The Czech government should not yet set a date for adopting the euro, according to a document submitted to the cabinet by the Finance Ministry and the Czech National Bank (ČNB). The Czech Republic will not meet any of the Maastricht criteria for joining the eurozone this year or next.
When the Czech Republic joined the European Union in 2004, one of the conditions was that it would adopt the euro. No firm deadline was set at that time, and there is no penalty for delays. It is up to each country to decide when it will join, and then embark on the process of meeting the euro convergence criteria, known as the Maastricht criteria.
“Although the specific date of entry is entirely up to each member state, it should ideally be based on its level of readiness.
In the material for the government, the Finance Ministry and the ČNB recommend that, given the current failure to meet the criteria, the Czech Republic should not set a deadline for the introduction of the euro and also not seek to join ERM II for the time being.
The government’s program statement does not make a commitment to set a deadline for adopting the euro by the end of its term in 2025. However, the document commits the cabinet to meeting the Maastricht criteria as soon as possible.
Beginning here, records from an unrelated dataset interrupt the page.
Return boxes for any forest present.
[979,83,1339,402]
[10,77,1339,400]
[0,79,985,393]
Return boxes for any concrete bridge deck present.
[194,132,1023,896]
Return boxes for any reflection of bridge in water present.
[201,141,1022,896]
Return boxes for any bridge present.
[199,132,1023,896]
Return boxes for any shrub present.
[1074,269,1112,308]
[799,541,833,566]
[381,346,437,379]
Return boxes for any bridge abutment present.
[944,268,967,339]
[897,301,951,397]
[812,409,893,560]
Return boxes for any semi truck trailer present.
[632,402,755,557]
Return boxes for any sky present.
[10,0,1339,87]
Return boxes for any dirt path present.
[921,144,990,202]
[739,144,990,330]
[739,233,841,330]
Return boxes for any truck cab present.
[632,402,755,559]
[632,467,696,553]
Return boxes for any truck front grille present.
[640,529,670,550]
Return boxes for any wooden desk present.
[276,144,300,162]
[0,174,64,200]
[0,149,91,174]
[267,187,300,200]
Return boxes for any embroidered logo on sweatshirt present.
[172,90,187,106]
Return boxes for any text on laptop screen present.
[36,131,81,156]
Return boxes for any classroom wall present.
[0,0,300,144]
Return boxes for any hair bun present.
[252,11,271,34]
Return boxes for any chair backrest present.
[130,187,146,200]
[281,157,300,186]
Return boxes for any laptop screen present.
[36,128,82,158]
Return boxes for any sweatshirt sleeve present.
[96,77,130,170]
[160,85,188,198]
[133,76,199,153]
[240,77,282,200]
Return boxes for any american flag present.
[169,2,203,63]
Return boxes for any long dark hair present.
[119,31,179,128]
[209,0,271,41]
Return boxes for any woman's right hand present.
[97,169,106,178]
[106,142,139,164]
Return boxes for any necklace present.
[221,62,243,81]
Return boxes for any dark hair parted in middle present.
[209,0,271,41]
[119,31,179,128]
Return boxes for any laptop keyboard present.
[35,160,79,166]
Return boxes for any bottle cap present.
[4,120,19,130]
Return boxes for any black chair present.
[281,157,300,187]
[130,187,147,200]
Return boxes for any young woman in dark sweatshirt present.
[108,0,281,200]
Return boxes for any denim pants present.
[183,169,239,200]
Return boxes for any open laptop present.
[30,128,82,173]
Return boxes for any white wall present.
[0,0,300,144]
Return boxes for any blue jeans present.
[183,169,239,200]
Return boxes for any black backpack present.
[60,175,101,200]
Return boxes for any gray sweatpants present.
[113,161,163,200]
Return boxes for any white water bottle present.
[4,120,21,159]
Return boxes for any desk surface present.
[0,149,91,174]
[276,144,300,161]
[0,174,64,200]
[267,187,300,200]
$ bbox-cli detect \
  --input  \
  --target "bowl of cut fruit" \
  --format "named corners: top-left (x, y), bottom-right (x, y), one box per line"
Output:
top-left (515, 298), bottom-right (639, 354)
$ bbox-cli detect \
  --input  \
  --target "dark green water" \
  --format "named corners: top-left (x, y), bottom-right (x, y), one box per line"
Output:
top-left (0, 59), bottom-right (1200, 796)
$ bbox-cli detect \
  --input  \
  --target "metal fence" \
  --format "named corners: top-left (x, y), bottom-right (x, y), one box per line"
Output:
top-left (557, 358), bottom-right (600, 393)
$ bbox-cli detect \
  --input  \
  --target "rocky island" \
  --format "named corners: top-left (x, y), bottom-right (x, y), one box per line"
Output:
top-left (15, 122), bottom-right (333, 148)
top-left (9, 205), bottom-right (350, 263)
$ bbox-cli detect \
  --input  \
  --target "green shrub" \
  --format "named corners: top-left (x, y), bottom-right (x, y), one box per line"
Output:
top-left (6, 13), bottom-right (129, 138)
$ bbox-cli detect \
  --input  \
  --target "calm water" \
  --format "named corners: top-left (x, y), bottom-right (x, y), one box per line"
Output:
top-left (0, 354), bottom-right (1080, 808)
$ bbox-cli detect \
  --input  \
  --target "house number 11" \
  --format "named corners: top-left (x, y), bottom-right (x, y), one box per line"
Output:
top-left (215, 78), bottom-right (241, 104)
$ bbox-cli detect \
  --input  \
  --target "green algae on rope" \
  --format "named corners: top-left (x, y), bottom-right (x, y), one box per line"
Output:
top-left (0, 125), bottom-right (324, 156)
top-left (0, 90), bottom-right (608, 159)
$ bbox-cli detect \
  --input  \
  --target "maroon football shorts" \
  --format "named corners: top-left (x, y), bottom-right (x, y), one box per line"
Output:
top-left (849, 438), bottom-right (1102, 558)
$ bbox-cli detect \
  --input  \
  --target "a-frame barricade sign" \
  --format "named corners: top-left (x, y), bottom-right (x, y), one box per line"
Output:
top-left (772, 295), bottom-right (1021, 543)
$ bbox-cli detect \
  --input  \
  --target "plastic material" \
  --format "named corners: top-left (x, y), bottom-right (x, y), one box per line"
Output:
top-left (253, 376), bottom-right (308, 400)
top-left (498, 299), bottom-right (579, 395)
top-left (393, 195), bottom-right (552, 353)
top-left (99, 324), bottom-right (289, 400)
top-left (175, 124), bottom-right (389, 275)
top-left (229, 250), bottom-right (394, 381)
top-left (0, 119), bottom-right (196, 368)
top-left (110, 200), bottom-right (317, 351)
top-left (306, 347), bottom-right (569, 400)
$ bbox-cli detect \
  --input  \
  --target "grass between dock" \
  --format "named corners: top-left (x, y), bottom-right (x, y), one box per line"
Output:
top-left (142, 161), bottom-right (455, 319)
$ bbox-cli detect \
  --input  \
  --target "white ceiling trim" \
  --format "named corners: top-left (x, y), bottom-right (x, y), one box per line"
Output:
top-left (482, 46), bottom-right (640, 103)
The issue has divided politicians and experts. The TOP 09 party, which is part of the government coalition, in July urged adopting the euro as soon as possible to boost the economy. Michal Skořepa, an economic analyst at Česká spořitelna, in June said that the Czech Republic’s independence from the eurozone may be a bonus in retaining foreign investor confidence.
An analysis in 2021 by the ČNB pointed out the pros and cons of euro adoption for the Czech Republic. It said a big benefit would come from the country’s strong trade links with other EU countries. Risks include the economic differences between the Czech Republic and the EU as a whole such as the unusually high proportion of industry in Czech national GDP.